Gaarne breng ik dank aan allen, die aan de totstandkoming van dit boek hebben meegewerkt, maar mijn bijzondere erkentelijkheid gaat uit naar prof. dr. C.J.A.C. Peeters, die ondanks zijn drukke werkzaamheden bij eerst de Rijksdienst voor de Monumentenzorg, later de Universiteit van Amsterdam en thans de Universiteit van Nijmegen de gelegenheid heeft weten te vinden dit omvangrijke werk te volbrengen. Ook de Rijkscommissie voor de Monumentenbeschrijving dient dank te worden gebracht voor de conscientieuze wijze, waarop de Commissie de werkzaamheden van prof. Peeters heeft begeleid en ondersteund.

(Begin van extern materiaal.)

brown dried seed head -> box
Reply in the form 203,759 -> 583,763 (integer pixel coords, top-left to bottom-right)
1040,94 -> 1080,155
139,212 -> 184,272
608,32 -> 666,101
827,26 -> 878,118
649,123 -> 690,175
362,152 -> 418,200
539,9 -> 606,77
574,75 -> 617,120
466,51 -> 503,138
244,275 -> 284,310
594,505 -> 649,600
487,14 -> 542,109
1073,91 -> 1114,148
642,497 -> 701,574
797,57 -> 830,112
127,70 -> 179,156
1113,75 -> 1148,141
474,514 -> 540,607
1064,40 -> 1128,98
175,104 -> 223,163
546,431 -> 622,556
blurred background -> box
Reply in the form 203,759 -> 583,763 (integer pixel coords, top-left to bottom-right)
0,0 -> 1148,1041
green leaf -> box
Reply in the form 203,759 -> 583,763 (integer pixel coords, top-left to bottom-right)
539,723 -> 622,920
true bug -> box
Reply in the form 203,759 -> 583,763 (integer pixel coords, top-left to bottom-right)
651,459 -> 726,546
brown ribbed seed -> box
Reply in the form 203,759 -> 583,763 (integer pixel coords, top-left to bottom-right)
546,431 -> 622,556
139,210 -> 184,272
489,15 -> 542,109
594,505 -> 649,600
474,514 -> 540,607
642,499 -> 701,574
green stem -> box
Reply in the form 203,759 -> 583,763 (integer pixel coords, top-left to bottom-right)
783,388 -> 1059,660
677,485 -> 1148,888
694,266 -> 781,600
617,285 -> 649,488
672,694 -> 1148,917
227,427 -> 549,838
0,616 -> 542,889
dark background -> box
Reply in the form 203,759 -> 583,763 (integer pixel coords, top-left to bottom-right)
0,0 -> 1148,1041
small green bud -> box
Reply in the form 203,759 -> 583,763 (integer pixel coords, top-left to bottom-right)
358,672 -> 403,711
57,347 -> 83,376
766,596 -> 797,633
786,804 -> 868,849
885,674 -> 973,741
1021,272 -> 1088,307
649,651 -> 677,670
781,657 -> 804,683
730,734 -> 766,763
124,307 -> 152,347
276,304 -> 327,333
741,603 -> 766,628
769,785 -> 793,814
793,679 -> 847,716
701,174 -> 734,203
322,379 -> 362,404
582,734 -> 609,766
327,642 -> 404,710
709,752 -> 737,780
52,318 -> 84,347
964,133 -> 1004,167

Ik ben ervan overtuigd, dat een standaardwerk tot stand is gebracht dat van een blijvend, groot belang zal zijn voor niet alleen hen, die op wetenschappelijk niveau geïnteresseerd en betrokken zijn bij de monumentenzorg in het algemeen en bij de Bossche Sint Jan in het bijzonder, maar ook voor allen, die zich uit anderen hoofde betrokken voelen bij, ja liefde voelen voor dit monument van geschiedenis en kunst, zoals de parochianen, de burgers van de achthonderd jaar oude stad 's-Hertogenbosch en anderen.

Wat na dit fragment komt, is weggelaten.